MITTWOCH, 1 . JANUAR

    Wenn ich trinke, denke ich; und wenn ich denke, trinke ich.
    Rabelais

    «Für mich Gin und Campari, Morse, und hol dir selbst auch einen. Nur gut, daß mein Hausarzt mich hier nicht sieht, er findet, ichsollte mit dem Alkohol aufhören.»
    Kurz darauf saßen sich die beiden einander in der Lounge-Bar gegenüber, Morse mit nachdenklich gerunzelter Stirn, der Gerichtsmediziner seinen langen, schweren Schädel in die linke Hand stützend und versonnen vor sich hin starrend.
    «Todeszeit!» sagte Morse nach einer Weile heftig. «Na, komm schon, zier dich nicht so, Max!»
    «Ein guter Drink, Morse, findest du nicht?»
    «Mir scheint, die Thanatologie ist seit damals, als du studiert hast, auch nicht einen Millimeter vorangekommen!»
    «Ha! Jetzt versuchst du, dir meine klassische Bildung zunutze zu machen!»
    «Aber Max, es ist doch so: Heutzutage kann man, wenn man will, von jedem x-beliebigen Satelliten aus einer Fliege dabei zusehen, wie sie sich in einem Delikatessen-Geschäft in Harlem die Hände über einem Stück Blutwurst reibt, und du behauptest allen Ernstes, nicht in der Lage zu sein...»
    «Das Zimmer war kalt wie eine Kirche, Morse, du kannst wirklich nicht erwarten...»
    «Was weißt du von Kirchen!»
    «Nichts, stimmt.»
    Sie saßen eine Weile schweigend da; Morse starrte abwesend in das offene Kaminfeuer. Dann und wann rutschte ein Stück Kiefer und versprühte einen goldenen Funkenregen. Neben dem Kamin stapelte sich im Sommer geschlagenes Holz.
    «Hast du bemerkt, daß hinter der Dependance vor kurzem erst Bäume gefällt worden sind, Max?»
    «Nein.»
    Morse nahm einen Schluck von seinem Gin. «Hm.
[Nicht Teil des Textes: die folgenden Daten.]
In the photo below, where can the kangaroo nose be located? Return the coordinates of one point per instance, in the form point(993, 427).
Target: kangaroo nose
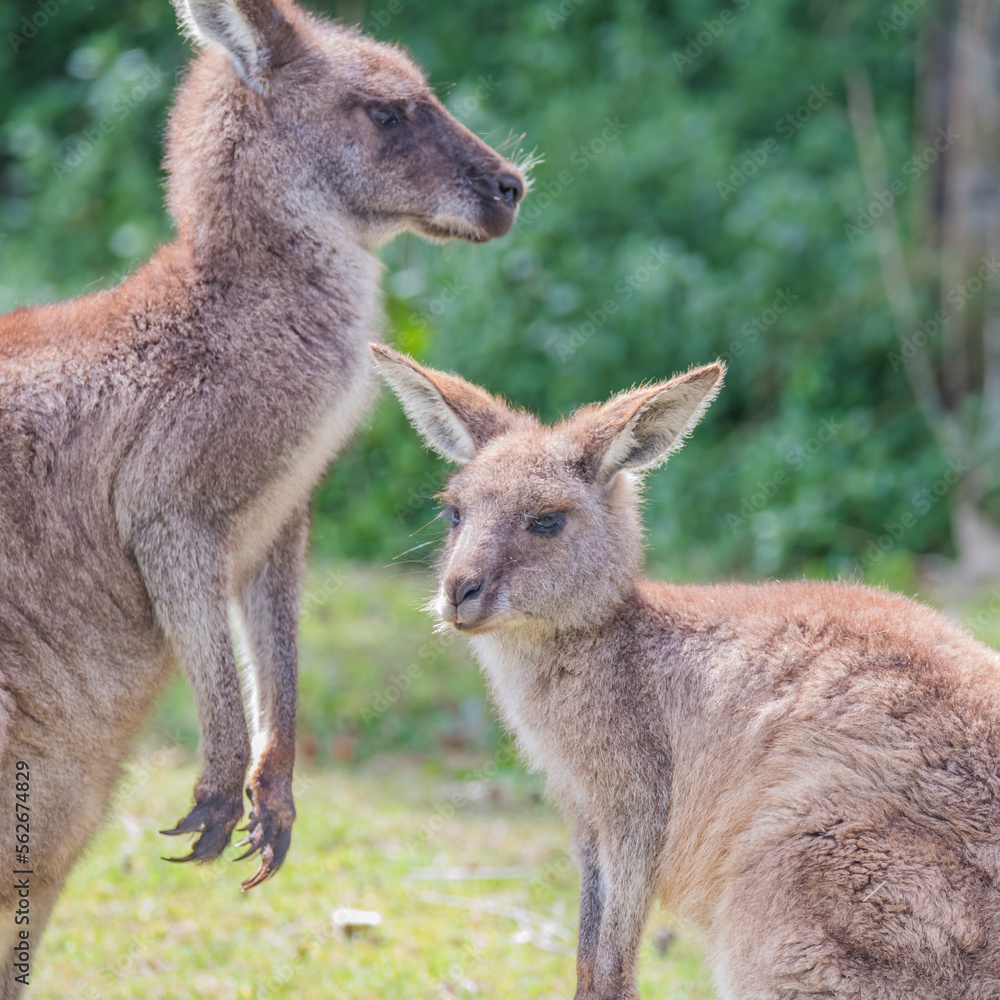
point(463, 590)
point(508, 188)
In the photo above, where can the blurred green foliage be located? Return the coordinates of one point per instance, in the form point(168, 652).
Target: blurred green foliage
point(698, 173)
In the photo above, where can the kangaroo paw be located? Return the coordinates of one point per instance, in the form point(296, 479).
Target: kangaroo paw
point(268, 830)
point(214, 819)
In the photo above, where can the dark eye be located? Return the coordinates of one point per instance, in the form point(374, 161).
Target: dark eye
point(547, 525)
point(385, 116)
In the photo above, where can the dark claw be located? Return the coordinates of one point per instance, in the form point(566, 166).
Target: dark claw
point(214, 819)
point(272, 840)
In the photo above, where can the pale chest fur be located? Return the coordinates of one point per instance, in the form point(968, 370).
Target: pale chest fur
point(330, 428)
point(528, 706)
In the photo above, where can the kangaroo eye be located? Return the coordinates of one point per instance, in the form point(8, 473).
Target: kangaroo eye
point(547, 525)
point(384, 116)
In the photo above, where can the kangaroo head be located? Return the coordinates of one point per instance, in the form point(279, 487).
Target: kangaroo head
point(544, 530)
point(321, 129)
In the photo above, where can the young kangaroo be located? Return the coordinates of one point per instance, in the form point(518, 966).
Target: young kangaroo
point(160, 440)
point(809, 772)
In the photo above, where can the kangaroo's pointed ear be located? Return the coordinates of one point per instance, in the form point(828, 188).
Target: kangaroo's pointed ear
point(454, 417)
point(640, 428)
point(255, 33)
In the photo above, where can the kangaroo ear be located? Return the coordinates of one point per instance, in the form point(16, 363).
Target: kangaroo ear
point(454, 417)
point(639, 429)
point(253, 32)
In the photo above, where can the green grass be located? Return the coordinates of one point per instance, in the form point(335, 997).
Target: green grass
point(401, 767)
point(130, 925)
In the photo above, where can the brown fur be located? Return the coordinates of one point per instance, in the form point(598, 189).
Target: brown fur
point(160, 440)
point(808, 772)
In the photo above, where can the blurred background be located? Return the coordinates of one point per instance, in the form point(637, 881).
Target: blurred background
point(809, 190)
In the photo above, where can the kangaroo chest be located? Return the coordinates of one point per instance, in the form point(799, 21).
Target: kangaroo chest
point(328, 428)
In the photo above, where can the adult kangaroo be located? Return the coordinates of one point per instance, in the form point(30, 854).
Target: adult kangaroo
point(160, 440)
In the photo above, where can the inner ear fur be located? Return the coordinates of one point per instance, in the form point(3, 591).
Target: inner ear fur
point(453, 416)
point(641, 428)
point(255, 33)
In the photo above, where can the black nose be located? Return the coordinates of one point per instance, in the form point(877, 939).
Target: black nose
point(463, 590)
point(508, 188)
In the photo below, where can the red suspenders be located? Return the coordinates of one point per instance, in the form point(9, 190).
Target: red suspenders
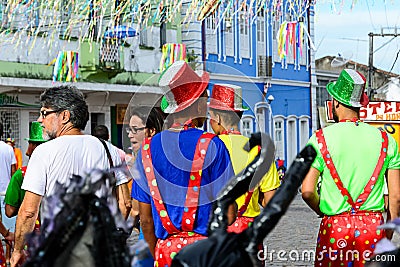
point(192, 195)
point(332, 169)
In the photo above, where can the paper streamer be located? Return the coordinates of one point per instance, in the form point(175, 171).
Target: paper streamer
point(66, 67)
point(172, 52)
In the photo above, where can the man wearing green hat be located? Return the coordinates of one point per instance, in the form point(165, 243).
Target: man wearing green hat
point(352, 158)
point(15, 194)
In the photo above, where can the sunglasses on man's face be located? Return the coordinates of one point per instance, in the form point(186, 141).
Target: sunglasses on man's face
point(45, 113)
point(134, 130)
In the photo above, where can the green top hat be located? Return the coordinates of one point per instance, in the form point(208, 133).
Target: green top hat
point(349, 88)
point(36, 133)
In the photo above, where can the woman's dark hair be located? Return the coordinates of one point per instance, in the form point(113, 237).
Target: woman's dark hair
point(67, 97)
point(151, 117)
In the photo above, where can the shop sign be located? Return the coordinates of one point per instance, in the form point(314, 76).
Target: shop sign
point(375, 111)
point(12, 101)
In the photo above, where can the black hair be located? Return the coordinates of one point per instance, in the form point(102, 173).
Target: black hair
point(67, 97)
point(101, 131)
point(151, 117)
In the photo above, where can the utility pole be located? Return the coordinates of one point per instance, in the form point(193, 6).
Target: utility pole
point(371, 69)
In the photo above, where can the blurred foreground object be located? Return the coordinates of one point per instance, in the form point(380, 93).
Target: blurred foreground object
point(229, 249)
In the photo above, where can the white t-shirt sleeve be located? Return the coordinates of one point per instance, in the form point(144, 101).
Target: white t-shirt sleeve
point(12, 155)
point(119, 175)
point(35, 176)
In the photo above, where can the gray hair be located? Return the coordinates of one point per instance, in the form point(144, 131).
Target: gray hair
point(67, 97)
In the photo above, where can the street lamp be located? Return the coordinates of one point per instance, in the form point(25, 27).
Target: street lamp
point(270, 98)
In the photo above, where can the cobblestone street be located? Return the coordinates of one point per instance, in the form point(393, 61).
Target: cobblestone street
point(292, 242)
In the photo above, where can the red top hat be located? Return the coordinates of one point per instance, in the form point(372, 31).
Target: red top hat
point(182, 86)
point(227, 97)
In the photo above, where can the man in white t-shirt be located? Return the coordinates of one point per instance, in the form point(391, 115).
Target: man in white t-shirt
point(7, 164)
point(63, 116)
point(118, 157)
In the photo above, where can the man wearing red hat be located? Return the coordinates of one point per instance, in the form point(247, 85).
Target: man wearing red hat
point(352, 160)
point(226, 109)
point(179, 172)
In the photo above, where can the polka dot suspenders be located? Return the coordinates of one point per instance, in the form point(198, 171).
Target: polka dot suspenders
point(355, 206)
point(192, 195)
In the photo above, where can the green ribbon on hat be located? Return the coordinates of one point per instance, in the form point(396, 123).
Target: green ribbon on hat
point(348, 88)
point(164, 103)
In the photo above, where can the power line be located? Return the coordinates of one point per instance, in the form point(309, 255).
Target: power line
point(397, 55)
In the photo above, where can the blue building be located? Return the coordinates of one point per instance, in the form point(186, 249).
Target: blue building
point(241, 46)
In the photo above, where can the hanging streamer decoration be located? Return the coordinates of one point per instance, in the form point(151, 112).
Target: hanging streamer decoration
point(170, 53)
point(66, 67)
point(291, 39)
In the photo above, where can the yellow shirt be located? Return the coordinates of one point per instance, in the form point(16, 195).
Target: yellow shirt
point(240, 159)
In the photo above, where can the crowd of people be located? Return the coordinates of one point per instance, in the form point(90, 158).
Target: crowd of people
point(169, 184)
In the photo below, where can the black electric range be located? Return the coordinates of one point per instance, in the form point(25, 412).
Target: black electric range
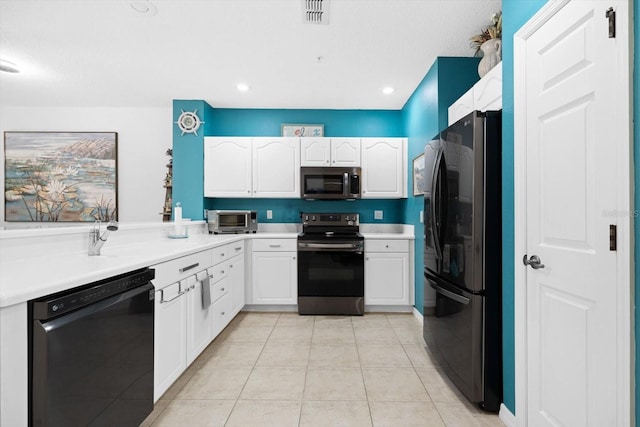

Gar nicht schlecht, der Geschmack, daran könnte ich mich direkt gewöhnen.»
    «Du meinst, daß der Mörder mit einem Ast zugeschlagen hat...? Könnte sein. Ungefähr sechzig Zentimeter lang, liegt gut in der Hand, fünf bis sechs Zentimeter Durchmesser...»
    «Aber du hast nicht zufällig Holzsplitter bemerkt?»
    «Nein.»
    «Könnte er auch eine Flasche benutzt haben?»
    «Also ich habe bis jetzt keine Scherben entdecken können...»
    «Das will nicht viel heißen. Flaschen halten manchmal unheimlich viel aus. Diese Leute, die Kriegsschiffe taufen müssen, müssen sich jedesmal ganz schön anstrengen, damit die Champagnerflasche auch wirklich an der Bordwand zersplittert.»
    «Ich hoffe, wir finden irgend etwas , das dir weiterhilft, Morse.»
    «Wann kann ich den Bericht haben?»
    «Also heute nacht nicht mehr.»
    «Hat er stark geblutet?»
    «Ja, ziemlich. Aber es ist mehr gesickert als gespritzt.»
    «Es hat also keinen Sinn, die Gäste zu fragen, ob ihnen nicht zufällig ein Mann begegnet ist, der das Hemd voll Blut hatte?»
    «Und wieso nicht eine Frau, Morse — mit Blut auf der Bluse?»
    «Wäre möglich, ja.»
    Der Gerichtsmediziner nickte vage und blickte ins Feuer: «Armer Kerl... Denkst du eigentlich manchmal an den Tod? Mors, mortis, Femininum — ist dir das noch präsent?»